Jun 22, 2015
Early in June, the Albany Police Department in Georgia charged and jailed a woman for taking a known abortion pill and killing her fetus. Kenlissia Jones, a black woman, took Misoprostol to terminate her pregnancy at 22 weeks. A hospital social worker called the police to report Jones for terminating her pregnancy. The police charged Jones for murder with malice, which can carry the most severe punishments under Georgia law, including life in prison or the death penalty.
Later, the District Attorney dropped the charges and released Jones from jail, explaining that “Although third parties could be criminally prosecuted for their actions relating to an illegal abortion, as the law currently stands in Georgia, criminal prosecution of a pregnant woman for her own actions against her unborn child does not seem permitted.”
But, this did not end the city officials’ attack on Jones. Now, she faces a charge of possession of a dangerous drug.
Misoprostol (marketed as Cytotec) is a known drug, approved by Food and Drug Administration (FDA) for usages to reduce the risk of nonsteroidal anti-inflammatory drugs, including aspirin and ibuprofen. So, Misoprostol is not a “dangerous” drug.
Misoprostol is also known to induce labor. World Health Organization (WHO) recommends the use of Misoprostol for safe medical termination of pregnancies up to 12 weeks from last menstrual period (the first trimester). After 12 weeks, the use of Misoprostol for abortion can cause health complications, including uterine rupture and bleeding, according to the FDA. For this reason, the health organizations advise the use of this drug under the supervision of medical personnel for termination of pregnancies after 12 weeks.

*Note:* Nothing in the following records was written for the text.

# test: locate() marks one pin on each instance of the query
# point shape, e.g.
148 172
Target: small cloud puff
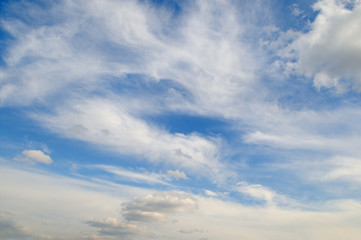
34 156
177 174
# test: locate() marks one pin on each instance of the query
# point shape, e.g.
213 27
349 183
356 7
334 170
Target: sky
185 120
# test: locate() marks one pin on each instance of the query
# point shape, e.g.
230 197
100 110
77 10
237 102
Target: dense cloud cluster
180 119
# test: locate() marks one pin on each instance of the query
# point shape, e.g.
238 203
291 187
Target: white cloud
330 51
11 230
108 124
261 193
78 209
177 174
210 193
149 178
157 206
34 156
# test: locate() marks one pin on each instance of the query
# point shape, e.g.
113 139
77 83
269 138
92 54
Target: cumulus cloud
330 51
36 156
177 174
113 227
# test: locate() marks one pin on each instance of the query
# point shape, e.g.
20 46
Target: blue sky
185 120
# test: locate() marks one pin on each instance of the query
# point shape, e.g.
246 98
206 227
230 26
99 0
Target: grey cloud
9 229
157 206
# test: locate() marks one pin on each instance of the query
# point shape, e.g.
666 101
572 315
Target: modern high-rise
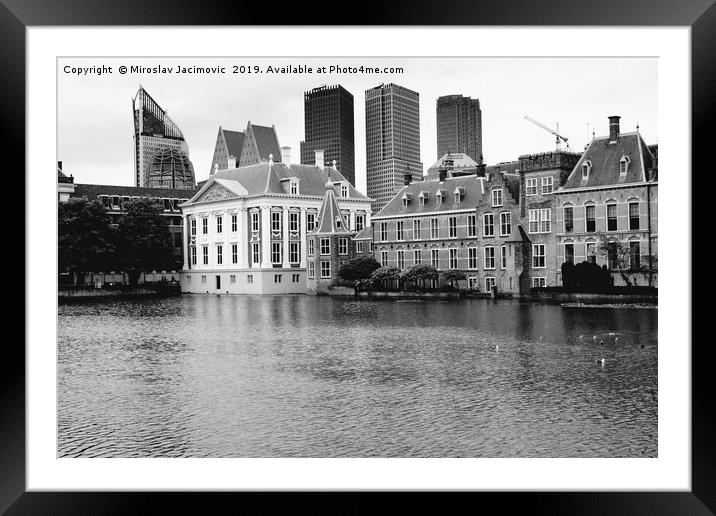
161 154
459 121
328 125
392 126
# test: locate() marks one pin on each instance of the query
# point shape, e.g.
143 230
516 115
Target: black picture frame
700 15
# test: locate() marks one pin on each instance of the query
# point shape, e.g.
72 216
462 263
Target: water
302 376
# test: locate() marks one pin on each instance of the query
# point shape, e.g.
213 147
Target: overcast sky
95 117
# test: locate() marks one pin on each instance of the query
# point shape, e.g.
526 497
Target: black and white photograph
357 257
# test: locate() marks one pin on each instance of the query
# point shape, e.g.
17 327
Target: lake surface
303 376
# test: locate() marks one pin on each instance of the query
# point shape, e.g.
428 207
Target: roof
605 158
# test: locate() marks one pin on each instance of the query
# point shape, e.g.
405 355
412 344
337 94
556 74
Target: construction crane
559 138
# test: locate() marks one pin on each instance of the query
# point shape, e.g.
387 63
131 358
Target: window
472 257
276 221
634 215
488 225
294 252
497 197
325 269
634 255
325 246
505 223
383 231
569 253
276 253
590 218
611 217
401 259
538 257
489 257
434 232
471 225
531 186
568 219
435 258
452 262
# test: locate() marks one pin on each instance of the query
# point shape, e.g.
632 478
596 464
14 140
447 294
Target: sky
95 118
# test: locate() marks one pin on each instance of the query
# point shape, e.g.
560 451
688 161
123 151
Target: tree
85 240
358 270
419 274
145 242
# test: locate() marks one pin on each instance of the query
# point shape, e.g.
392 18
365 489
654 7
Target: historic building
459 126
246 228
328 126
392 126
607 209
161 154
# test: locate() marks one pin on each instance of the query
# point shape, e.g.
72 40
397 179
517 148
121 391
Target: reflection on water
302 376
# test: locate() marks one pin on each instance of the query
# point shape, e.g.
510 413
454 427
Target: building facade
161 154
392 121
459 126
246 228
607 210
328 126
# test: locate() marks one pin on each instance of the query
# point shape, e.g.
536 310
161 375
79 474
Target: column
266 237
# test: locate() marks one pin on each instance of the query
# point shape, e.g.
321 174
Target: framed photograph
390 257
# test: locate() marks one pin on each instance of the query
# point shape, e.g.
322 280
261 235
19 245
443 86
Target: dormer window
586 168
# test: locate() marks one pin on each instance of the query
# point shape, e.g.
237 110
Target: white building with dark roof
246 227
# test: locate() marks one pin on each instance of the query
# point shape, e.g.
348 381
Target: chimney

Georgia could and should have provided this medical supervision to women like Jones as a public service. Georgia should have treated abortions as a health issue, NOT a criminal act.
Instead, Georgia attacks the abortion rights of women in many ways its officials invent. In May of 2012, Georgia passed a law banning abortion providers from performing abortions for pregnancies after 22 weeks. It had been 26 weeks before this law became effective in January 1, 2013. Georgia is the 10th state that has a 22 weeks ban.
Also, Georgia prevents health insurance policies from covering abortion unless women’s health is endangered. Federal law has long banned Medicaid from covering abortion. This makes abortion inaccessible for low income women.
Now, Georgia wants to turn a known abortion drug into a “dangerous” drug.
Georgia aims to criminalize abortion rights of women, like Jones, who have the courage to take their future into their own hands. Its officials, like those in other states and the Federal government, are the ones acting with malice – against women, particularly those with low incomes.